Canada’s Governor General David Johnston talked with students of the University of Social Sciences and Humanities in Hanoi on Nov. 17 during his current State-level visit to the country.

Canada is pursuing a policy of enhancing culture and knowledge through exchange and cooperation to boost the fine relations between the countries. Canada’s close relationship with Vietnam is developing in various fields, the Governor General said.

Johnston said Canada is home to 250,000 Vietnamese people who have made contributions to economics, socio-culture and education.

Canada has a diversified culture with no discrimination against immigrants, he said.

He told the students that he and his entourage, that includes two Canadian-Vietnamese, had visited the Temple of Literature, Vietnam’s famous historical site and a traditional base for learning.

Rector of the university Nguyen Van Khanh expressed hope that the university will receive Canada’s assistance and cooperation in human resource development, training and research.

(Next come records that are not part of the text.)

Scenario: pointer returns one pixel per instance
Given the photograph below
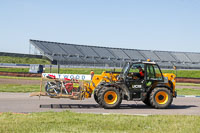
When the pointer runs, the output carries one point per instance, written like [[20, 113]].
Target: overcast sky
[[168, 25]]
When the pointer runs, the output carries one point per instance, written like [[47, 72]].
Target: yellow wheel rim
[[161, 97], [110, 97]]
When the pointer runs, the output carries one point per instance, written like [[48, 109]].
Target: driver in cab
[[140, 74]]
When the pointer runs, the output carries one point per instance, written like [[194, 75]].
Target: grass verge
[[19, 88], [26, 78], [187, 91], [89, 123], [188, 84], [180, 73], [36, 88]]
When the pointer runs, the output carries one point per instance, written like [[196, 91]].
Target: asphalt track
[[22, 103]]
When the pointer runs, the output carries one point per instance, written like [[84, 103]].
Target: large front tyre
[[109, 98], [161, 97]]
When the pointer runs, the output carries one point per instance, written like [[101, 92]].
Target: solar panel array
[[64, 53]]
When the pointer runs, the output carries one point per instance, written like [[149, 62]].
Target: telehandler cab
[[153, 88]]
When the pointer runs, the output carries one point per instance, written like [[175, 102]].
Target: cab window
[[153, 72]]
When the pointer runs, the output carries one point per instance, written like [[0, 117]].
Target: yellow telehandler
[[153, 88], [138, 81]]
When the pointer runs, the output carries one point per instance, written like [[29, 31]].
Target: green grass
[[25, 78], [23, 60], [188, 84], [71, 122], [36, 88], [187, 91], [19, 88], [180, 73], [25, 70]]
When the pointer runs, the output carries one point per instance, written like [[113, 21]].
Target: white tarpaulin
[[69, 76]]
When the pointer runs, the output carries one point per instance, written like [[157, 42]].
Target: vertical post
[[50, 68], [58, 68], [41, 82]]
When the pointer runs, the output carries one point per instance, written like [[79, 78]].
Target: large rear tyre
[[147, 100], [161, 98], [109, 98]]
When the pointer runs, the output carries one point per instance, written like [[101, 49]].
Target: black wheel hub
[[161, 97], [110, 97]]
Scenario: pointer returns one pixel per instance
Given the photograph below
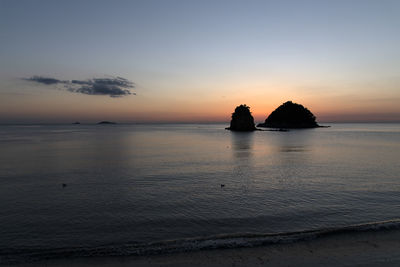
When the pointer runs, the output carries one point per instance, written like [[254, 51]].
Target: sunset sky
[[195, 61]]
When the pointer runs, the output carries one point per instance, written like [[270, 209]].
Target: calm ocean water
[[128, 185]]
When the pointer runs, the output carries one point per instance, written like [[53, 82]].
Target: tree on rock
[[290, 115], [242, 120]]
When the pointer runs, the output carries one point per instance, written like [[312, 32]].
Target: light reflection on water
[[135, 183]]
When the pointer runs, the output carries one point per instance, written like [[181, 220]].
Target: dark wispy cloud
[[113, 87], [44, 80]]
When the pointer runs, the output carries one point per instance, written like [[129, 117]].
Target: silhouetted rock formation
[[290, 115], [242, 119], [107, 122]]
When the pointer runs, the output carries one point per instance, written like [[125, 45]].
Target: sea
[[140, 189]]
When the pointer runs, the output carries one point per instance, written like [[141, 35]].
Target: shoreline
[[370, 248]]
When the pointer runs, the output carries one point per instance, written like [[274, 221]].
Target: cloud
[[113, 87], [44, 80]]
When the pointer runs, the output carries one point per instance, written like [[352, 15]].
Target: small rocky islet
[[289, 115], [242, 120]]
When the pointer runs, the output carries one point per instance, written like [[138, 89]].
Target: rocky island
[[290, 115], [242, 120]]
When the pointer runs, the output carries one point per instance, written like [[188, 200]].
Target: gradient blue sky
[[197, 60]]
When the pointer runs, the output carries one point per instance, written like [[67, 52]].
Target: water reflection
[[295, 141]]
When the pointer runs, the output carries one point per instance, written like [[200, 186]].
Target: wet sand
[[379, 248]]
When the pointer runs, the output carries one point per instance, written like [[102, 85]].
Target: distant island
[[290, 115], [106, 122], [242, 120]]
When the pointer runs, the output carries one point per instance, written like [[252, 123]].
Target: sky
[[195, 61]]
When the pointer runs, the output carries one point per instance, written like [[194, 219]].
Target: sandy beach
[[380, 248]]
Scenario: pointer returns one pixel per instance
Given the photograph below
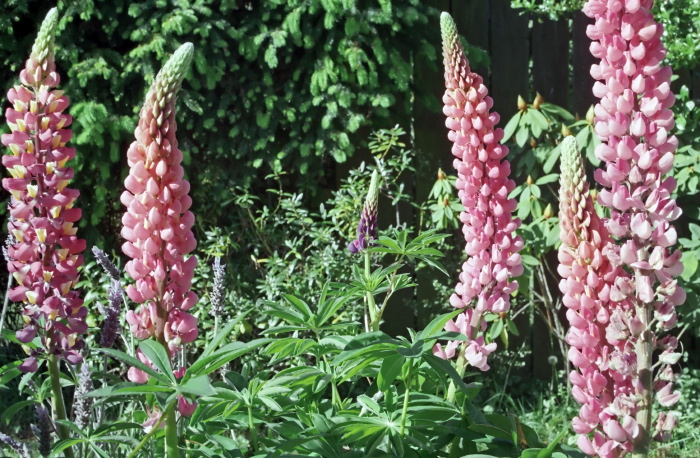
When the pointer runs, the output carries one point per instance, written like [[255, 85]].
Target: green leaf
[[509, 130], [11, 411], [299, 305], [437, 325], [198, 386], [522, 136], [225, 331], [552, 159], [158, 356], [690, 264], [391, 368], [131, 361], [538, 119], [445, 367], [530, 260]]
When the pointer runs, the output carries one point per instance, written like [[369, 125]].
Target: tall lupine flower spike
[[633, 120], [46, 255], [158, 223], [43, 429], [587, 279], [367, 228], [483, 186]]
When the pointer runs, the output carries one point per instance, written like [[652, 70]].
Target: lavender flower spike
[[217, 292], [81, 403], [367, 229], [106, 264], [110, 325]]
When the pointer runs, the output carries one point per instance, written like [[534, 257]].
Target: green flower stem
[[389, 292], [253, 431], [371, 305], [461, 367], [404, 413], [59, 405], [171, 437], [143, 442], [335, 395]]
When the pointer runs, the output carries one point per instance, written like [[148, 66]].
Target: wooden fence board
[[510, 57], [550, 60], [582, 61]]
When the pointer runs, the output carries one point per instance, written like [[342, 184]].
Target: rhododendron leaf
[[538, 119], [552, 159], [690, 265], [522, 136], [509, 130], [158, 356]]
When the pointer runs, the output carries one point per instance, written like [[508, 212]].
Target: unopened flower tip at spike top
[[46, 253], [587, 280], [483, 185], [367, 227], [634, 120], [158, 223]]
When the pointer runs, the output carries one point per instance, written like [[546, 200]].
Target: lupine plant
[[483, 184], [325, 384], [619, 280], [46, 255]]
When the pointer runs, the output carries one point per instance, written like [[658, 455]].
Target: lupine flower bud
[[483, 187], [81, 403], [158, 223], [154, 419], [587, 278], [46, 255], [633, 120], [367, 228]]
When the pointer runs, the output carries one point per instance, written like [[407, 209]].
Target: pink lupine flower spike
[[633, 120], [46, 254], [483, 184]]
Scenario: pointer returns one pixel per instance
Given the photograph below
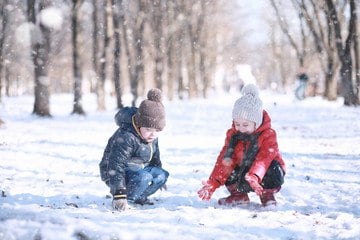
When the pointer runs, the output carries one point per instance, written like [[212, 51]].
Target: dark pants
[[273, 178]]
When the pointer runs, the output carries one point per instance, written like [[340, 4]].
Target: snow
[[51, 188]]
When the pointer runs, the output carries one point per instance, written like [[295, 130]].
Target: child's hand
[[120, 204], [206, 191], [163, 187], [253, 181]]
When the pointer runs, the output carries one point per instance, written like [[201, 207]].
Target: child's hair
[[249, 106]]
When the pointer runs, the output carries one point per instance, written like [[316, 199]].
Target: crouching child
[[250, 160], [131, 165]]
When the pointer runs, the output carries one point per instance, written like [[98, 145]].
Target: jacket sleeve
[[120, 153], [268, 151], [221, 172]]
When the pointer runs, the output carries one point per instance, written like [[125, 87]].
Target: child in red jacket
[[250, 159]]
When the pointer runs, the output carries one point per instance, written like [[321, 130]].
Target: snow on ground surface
[[51, 188]]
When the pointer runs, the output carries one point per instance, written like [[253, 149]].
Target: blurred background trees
[[187, 48]]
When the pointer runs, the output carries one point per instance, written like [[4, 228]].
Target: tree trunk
[[356, 56], [118, 19], [95, 43], [344, 51], [139, 55], [100, 89], [77, 65], [40, 55], [158, 35], [4, 19]]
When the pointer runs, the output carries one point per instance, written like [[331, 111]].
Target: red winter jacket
[[268, 151]]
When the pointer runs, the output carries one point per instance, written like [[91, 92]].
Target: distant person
[[302, 79], [250, 160], [131, 165]]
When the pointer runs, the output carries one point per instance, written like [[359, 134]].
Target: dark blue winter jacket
[[126, 149]]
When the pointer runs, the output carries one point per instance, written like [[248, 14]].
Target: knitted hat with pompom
[[249, 106], [151, 112]]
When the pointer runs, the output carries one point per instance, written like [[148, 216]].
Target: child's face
[[149, 134], [244, 126]]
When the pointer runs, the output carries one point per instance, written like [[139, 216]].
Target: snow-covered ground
[[51, 188]]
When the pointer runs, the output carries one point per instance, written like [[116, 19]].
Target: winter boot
[[268, 198], [235, 198]]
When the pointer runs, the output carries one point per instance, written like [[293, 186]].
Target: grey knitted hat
[[249, 106], [151, 112]]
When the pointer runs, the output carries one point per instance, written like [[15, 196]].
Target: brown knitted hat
[[151, 112]]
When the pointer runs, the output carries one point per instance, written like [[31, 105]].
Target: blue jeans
[[143, 182]]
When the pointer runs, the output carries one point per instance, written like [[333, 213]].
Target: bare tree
[[300, 52], [344, 50], [100, 89], [77, 65], [157, 12], [323, 39], [134, 43], [118, 20], [40, 55], [4, 19]]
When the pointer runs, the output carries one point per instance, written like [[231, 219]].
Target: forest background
[[186, 48]]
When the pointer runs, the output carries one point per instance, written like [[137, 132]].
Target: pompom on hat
[[249, 106], [151, 112]]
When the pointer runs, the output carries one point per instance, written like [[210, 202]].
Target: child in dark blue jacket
[[131, 164]]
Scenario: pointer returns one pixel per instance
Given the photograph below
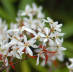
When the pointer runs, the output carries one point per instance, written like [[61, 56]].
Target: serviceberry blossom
[[33, 36], [70, 66]]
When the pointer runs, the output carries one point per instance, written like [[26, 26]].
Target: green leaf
[[25, 66], [8, 7], [37, 68], [25, 2], [69, 51], [68, 29]]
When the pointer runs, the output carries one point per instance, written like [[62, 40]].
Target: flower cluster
[[33, 36]]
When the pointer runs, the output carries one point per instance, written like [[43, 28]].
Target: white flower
[[70, 67]]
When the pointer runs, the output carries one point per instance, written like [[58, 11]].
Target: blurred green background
[[59, 10]]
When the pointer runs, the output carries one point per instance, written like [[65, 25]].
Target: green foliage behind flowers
[[8, 11]]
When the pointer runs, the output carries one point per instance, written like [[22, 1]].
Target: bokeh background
[[59, 10]]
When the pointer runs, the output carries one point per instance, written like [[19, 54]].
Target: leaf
[[8, 7], [25, 66], [69, 51], [68, 29], [25, 2], [37, 68]]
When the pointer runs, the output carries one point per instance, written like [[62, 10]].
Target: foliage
[[8, 11]]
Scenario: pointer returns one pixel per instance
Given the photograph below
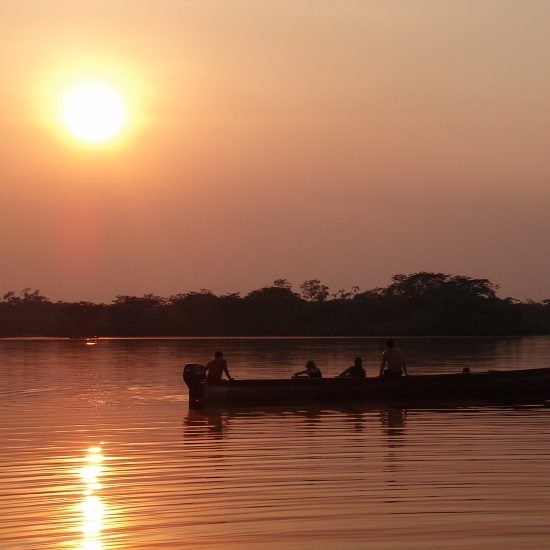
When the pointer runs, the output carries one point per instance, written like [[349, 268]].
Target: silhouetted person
[[355, 371], [311, 371], [216, 368], [393, 362]]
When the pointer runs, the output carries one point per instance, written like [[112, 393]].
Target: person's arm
[[226, 370], [383, 363]]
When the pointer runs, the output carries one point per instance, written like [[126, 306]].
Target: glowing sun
[[93, 112]]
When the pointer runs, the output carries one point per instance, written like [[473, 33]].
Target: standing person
[[393, 362], [216, 368], [355, 371], [311, 371]]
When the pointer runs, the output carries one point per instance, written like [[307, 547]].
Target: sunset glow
[[93, 112]]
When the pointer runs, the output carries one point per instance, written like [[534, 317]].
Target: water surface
[[100, 451]]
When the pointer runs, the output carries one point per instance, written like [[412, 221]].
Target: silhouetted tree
[[314, 291]]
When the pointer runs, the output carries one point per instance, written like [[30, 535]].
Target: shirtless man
[[395, 361], [216, 368]]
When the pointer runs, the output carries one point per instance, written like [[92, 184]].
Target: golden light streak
[[92, 507]]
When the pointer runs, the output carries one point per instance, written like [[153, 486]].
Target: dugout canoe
[[529, 386]]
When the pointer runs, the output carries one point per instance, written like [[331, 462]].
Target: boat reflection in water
[[92, 507]]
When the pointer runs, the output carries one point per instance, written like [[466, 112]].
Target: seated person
[[311, 371], [355, 371], [393, 363], [216, 368]]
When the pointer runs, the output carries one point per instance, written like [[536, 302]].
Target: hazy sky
[[344, 140]]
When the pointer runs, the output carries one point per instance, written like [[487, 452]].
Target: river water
[[100, 451]]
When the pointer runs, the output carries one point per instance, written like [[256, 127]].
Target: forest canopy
[[416, 304]]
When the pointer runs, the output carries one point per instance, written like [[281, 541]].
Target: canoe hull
[[524, 386]]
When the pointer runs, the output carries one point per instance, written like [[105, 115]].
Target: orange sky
[[341, 140]]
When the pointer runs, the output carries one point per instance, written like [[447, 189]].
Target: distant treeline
[[417, 304]]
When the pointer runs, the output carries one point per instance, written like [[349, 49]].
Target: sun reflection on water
[[92, 507]]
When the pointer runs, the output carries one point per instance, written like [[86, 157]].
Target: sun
[[93, 113]]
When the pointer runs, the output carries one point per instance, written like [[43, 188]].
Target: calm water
[[100, 451]]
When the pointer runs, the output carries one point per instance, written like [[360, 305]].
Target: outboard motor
[[194, 376]]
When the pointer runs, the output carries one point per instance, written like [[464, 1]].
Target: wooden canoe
[[511, 387]]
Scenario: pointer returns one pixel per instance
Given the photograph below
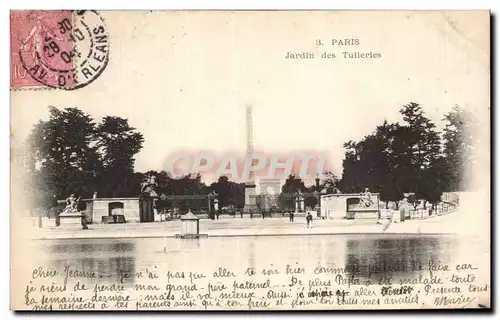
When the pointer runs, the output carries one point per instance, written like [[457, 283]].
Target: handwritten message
[[433, 285]]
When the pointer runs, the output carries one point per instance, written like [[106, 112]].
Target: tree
[[423, 146], [229, 193], [459, 142]]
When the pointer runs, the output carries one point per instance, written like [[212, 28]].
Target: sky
[[184, 79]]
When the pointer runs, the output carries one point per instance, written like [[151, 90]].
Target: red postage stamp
[[57, 49]]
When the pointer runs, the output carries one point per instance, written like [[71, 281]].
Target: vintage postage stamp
[[250, 160], [57, 49]]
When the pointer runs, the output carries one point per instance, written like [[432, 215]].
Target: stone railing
[[449, 203]]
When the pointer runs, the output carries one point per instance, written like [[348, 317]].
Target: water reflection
[[110, 257], [398, 256]]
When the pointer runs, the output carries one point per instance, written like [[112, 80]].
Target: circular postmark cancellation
[[67, 51]]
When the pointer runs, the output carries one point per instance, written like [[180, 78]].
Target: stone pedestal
[[250, 198]]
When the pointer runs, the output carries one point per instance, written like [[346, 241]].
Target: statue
[[366, 199], [148, 185]]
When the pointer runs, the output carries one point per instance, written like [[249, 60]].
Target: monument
[[250, 195], [71, 211]]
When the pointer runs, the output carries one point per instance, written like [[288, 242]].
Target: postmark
[[57, 49]]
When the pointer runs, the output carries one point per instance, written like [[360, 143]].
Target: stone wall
[[335, 206]]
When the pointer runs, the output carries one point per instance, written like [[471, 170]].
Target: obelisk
[[250, 196]]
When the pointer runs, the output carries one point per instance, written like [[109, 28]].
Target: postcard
[[250, 160]]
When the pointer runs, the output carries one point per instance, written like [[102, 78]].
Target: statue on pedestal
[[71, 204], [366, 199], [148, 185]]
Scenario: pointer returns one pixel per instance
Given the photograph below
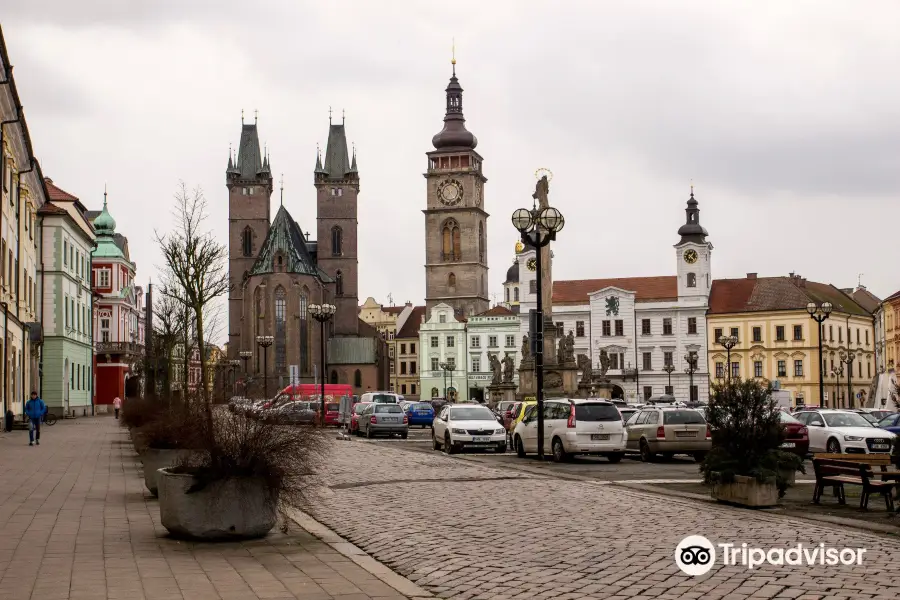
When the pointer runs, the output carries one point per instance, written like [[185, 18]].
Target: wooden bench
[[837, 472]]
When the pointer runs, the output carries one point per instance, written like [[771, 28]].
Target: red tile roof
[[645, 288], [56, 193]]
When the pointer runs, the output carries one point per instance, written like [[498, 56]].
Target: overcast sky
[[786, 116]]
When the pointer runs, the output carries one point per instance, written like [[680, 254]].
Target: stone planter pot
[[155, 459], [229, 509], [746, 491]]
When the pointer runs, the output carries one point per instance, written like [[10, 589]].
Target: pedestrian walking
[[35, 409]]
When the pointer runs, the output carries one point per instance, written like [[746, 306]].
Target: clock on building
[[450, 192]]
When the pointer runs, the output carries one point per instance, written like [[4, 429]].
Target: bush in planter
[[747, 434], [246, 473]]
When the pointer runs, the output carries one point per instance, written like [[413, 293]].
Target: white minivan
[[573, 426], [381, 397]]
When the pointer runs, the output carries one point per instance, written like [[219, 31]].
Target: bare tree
[[196, 269]]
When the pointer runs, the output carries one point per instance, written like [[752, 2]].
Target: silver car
[[383, 419]]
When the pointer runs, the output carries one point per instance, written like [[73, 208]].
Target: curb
[[370, 565]]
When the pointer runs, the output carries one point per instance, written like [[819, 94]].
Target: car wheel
[[646, 455], [559, 453]]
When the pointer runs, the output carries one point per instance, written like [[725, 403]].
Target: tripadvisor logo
[[696, 555]]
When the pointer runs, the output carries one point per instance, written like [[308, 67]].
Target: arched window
[[337, 241], [280, 342], [247, 242], [450, 241]]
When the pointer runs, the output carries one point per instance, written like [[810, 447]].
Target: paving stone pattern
[[78, 524], [457, 531]]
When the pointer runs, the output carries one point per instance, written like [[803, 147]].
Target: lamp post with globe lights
[[322, 313], [264, 341], [538, 227], [818, 313]]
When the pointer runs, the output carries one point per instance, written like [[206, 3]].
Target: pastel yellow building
[[778, 340]]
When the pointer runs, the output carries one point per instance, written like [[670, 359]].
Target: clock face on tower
[[450, 192]]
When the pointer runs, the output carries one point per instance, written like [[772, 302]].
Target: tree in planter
[[747, 434]]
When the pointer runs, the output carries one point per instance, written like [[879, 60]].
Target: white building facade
[[642, 323]]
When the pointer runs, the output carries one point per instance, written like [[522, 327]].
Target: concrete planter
[[229, 509], [746, 491], [155, 459]]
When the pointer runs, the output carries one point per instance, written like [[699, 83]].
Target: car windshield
[[471, 413], [683, 417], [845, 420], [596, 412]]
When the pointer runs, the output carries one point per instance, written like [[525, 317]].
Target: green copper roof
[[287, 241]]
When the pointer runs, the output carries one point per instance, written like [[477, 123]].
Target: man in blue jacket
[[35, 410]]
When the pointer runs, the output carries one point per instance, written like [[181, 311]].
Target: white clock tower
[[693, 254]]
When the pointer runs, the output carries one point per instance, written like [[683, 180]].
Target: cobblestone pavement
[[78, 524], [461, 529]]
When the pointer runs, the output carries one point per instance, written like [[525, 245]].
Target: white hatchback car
[[573, 426], [843, 432], [459, 426]]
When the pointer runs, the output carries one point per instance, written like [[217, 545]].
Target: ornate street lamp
[[818, 313], [538, 227], [264, 341], [728, 342], [322, 313]]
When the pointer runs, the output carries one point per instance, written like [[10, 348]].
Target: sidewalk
[[77, 523]]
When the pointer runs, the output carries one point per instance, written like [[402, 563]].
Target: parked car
[[796, 435], [419, 413], [383, 419], [573, 426], [668, 431], [459, 426], [843, 431]]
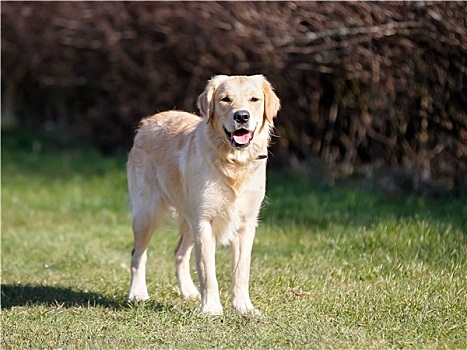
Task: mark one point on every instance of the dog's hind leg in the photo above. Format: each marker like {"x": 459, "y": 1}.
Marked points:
{"x": 182, "y": 261}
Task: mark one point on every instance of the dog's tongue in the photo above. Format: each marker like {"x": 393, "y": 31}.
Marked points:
{"x": 242, "y": 137}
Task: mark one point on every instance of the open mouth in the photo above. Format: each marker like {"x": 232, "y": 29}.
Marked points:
{"x": 240, "y": 138}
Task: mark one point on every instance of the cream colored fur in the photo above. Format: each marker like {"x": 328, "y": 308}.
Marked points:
{"x": 215, "y": 184}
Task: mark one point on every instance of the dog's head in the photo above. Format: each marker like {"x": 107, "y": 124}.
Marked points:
{"x": 239, "y": 107}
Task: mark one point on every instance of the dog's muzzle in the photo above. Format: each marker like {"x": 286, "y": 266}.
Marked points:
{"x": 240, "y": 138}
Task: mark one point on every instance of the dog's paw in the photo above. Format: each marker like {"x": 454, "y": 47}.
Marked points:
{"x": 190, "y": 292}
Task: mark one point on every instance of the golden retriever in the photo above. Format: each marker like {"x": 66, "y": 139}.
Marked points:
{"x": 212, "y": 171}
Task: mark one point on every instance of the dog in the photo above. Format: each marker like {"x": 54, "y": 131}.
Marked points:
{"x": 212, "y": 171}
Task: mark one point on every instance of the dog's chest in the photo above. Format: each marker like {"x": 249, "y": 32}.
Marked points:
{"x": 230, "y": 213}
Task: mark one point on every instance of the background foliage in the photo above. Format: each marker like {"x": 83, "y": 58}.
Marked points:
{"x": 362, "y": 84}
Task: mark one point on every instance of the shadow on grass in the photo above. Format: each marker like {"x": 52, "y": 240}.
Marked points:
{"x": 22, "y": 295}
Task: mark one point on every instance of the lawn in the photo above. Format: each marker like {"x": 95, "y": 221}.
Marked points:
{"x": 332, "y": 267}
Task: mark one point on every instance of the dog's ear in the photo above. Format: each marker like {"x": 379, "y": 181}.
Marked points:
{"x": 206, "y": 99}
{"x": 272, "y": 103}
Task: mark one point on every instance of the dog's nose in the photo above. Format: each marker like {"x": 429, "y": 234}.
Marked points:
{"x": 241, "y": 116}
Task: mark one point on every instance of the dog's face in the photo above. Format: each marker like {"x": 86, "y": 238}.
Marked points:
{"x": 239, "y": 107}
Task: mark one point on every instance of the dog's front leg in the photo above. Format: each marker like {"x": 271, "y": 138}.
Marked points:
{"x": 205, "y": 249}
{"x": 241, "y": 258}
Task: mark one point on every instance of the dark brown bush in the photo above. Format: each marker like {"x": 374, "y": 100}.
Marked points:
{"x": 360, "y": 83}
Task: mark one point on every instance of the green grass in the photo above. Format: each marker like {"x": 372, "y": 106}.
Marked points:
{"x": 332, "y": 267}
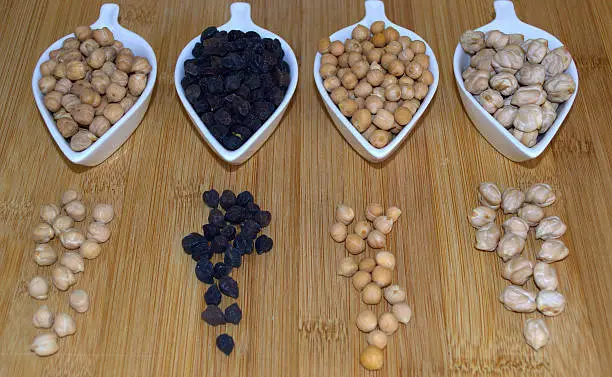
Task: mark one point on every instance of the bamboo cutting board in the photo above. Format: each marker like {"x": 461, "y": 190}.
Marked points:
{"x": 298, "y": 314}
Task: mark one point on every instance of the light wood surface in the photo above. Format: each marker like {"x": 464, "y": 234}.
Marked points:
{"x": 298, "y": 314}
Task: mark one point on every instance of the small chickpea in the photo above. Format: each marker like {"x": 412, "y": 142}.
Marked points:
{"x": 82, "y": 32}
{"x": 366, "y": 321}
{"x": 331, "y": 83}
{"x": 406, "y": 55}
{"x": 113, "y": 112}
{"x": 383, "y": 119}
{"x": 396, "y": 68}
{"x": 371, "y": 294}
{"x": 393, "y": 93}
{"x": 377, "y": 27}
{"x": 382, "y": 276}
{"x": 53, "y": 101}
{"x": 420, "y": 90}
{"x": 361, "y": 279}
{"x": 388, "y": 323}
{"x": 374, "y": 55}
{"x": 379, "y": 40}
{"x": 385, "y": 259}
{"x": 380, "y": 139}
{"x": 426, "y": 78}
{"x": 422, "y": 59}
{"x": 342, "y": 60}
{"x": 361, "y": 120}
{"x": 360, "y": 69}
{"x": 360, "y": 33}
{"x": 46, "y": 84}
{"x": 414, "y": 70}
{"x": 363, "y": 89}
{"x": 349, "y": 80}
{"x": 394, "y": 47}
{"x": 418, "y": 47}
{"x": 389, "y": 80}
{"x": 324, "y": 44}
{"x": 336, "y": 48}
{"x": 326, "y": 70}
{"x": 375, "y": 77}
{"x": 339, "y": 94}
{"x": 348, "y": 107}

At a talks panel with a multicultural theme, Prof. Luong Van Hy from Toronto University of Canada emphasised the need to preserve traditional culture and learn from other cultures.

Meanwhile Canadian-Vietnamese writer Kim Thuy said each place has its own cultural identity and residents have to import culture where they live.

The scholars also answered students’ questions on cultural identity and preserving national cultural identity.

The same day, Governor General Johnston paid a floral tribute at the Monument of Heroic Martyrs, visited the Temple of Literature and an organic vegetable production establishment in Yen My commune, Thanh Tri district of Hanoi./.